Nephrotoxicity-related metabolic alterations
Nephrotoxicity is the most common and clinically significant adverse Tac reaction, and it occurs in almost half of the Tac-treated patients . Multiple reports demonstrated glycosuria to be an effective bioindicator of acute renal toxicity [50, 51]. Herein, D-Glucose was observed to be significantly altered, suggesting that the nephrotoxicity was successfully induced by Tac at the selected concentration. Additionally, the authors also observed marked increases in L-valine in our Tac-treated mice. Alteration in L-valine was also found in other toxic kidney’s injury studies [52, 53]. L-valine is a branched-chain amino acid that links only to carbohydrates (glycogenic) . Valine is intricately linked to insulin resistance, and elevated serum valine concentrations were reported in both diabetic mice and humans [55, 56]. Thus, it is obvious that L-valine participates in the progression of Tac-induced nephrotoxicity.
Herein, the authors systematically assessed Tac-toxicity using GC − MS-based profiling of target tissues. Toxicity is the most common and significant result of elevated blood Tac concentrations. Owing to its narrow therapeutic window, close monitoring of this therapeutic drug is imperative for treatment individualization. Unfortunately, it is still difficult to predict a particular dose that is optimal for a specific patient. Therefore, the effect of different dosages on metabolic profiles needs further investigation.

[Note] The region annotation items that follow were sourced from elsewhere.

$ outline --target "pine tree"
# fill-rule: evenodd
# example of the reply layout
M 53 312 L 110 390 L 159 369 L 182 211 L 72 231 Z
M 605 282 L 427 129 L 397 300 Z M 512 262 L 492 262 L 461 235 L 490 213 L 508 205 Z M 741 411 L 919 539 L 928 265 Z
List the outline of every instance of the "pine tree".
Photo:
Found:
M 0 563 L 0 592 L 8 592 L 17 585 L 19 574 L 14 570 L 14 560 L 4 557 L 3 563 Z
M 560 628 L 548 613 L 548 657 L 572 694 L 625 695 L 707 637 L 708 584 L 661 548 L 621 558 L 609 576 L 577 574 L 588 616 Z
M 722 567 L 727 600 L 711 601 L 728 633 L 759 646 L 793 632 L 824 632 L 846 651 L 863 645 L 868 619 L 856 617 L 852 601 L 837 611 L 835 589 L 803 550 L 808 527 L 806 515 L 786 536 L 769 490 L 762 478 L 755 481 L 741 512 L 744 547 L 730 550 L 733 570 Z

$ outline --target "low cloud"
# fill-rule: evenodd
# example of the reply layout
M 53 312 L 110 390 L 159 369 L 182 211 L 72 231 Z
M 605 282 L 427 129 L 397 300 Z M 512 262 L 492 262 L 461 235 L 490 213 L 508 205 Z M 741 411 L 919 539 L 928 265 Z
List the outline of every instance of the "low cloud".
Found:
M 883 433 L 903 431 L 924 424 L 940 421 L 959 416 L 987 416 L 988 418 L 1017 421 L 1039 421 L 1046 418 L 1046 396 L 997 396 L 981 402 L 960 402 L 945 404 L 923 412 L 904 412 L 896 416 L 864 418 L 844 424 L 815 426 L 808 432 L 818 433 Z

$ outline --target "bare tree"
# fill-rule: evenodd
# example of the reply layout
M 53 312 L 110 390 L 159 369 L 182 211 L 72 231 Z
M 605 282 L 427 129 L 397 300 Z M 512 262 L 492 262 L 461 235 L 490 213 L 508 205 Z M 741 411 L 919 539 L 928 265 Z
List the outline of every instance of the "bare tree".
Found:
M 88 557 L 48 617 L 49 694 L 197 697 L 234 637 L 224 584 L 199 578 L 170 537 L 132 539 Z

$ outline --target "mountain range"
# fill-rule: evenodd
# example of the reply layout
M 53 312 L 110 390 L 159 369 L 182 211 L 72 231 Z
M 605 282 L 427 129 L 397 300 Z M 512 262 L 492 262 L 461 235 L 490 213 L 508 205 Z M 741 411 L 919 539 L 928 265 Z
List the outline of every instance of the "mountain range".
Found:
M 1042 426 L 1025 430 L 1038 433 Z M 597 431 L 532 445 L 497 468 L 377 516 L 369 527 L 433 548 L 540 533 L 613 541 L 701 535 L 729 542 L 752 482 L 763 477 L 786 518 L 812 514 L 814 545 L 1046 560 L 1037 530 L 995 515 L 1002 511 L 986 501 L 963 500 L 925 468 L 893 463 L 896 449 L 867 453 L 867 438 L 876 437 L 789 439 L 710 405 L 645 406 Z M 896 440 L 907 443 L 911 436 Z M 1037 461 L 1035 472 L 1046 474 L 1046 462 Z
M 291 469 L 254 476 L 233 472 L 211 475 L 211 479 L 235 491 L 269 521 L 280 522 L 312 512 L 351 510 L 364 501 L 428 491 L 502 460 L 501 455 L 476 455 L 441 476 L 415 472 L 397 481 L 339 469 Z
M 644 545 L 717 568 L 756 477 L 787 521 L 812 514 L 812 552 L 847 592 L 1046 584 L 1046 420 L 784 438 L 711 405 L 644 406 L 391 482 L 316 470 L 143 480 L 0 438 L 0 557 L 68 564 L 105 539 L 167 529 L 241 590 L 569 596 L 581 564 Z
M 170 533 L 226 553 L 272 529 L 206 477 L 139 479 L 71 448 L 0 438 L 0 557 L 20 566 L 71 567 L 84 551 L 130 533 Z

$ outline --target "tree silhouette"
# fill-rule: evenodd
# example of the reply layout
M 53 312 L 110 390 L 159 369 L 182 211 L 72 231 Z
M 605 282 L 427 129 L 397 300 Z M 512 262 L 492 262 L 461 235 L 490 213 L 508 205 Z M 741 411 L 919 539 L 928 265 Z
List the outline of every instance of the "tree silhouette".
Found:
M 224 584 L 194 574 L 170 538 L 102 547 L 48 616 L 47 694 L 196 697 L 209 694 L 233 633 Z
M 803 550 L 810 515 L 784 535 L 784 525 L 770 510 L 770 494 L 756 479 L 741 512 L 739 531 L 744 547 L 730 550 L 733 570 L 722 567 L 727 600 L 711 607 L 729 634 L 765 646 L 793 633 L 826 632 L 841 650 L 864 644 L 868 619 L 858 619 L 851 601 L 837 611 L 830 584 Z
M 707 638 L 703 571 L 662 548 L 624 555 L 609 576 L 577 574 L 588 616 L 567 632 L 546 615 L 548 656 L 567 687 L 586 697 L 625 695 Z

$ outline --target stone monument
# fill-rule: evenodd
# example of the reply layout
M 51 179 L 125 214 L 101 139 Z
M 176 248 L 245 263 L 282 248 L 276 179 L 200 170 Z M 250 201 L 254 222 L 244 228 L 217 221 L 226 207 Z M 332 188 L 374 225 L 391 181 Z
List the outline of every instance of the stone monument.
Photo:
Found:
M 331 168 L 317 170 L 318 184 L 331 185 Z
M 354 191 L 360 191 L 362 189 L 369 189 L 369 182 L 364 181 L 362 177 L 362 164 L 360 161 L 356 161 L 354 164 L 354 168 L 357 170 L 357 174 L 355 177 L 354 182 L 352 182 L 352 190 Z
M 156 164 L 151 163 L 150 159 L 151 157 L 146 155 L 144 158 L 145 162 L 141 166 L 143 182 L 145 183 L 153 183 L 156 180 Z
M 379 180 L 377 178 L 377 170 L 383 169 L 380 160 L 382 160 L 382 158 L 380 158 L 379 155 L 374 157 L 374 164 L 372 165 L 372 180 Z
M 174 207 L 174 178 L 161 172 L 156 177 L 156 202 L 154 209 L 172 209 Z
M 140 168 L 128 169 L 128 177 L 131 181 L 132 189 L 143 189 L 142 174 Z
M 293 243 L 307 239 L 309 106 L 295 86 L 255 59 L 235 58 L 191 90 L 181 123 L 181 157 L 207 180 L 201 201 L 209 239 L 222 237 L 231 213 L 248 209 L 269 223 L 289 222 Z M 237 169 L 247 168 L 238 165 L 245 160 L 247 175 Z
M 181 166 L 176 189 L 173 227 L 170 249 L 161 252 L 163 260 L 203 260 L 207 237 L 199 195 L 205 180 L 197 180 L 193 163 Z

In conclusion, in this study, the authors reported an extensive metabolic profile following Tac exposure in mice. The authors demonstrated that the altered metabolism involved cellular processes like lipid, amino acid, and carbohydrate metabolism, which may, in turn, provide certain insight into the pathogenesis of Tac-mediated toxicity. Our work will greatly benefit clinicians and researchers, particularly in guiding Tac dosing, and to further understand the toxicological mechanism of Tac.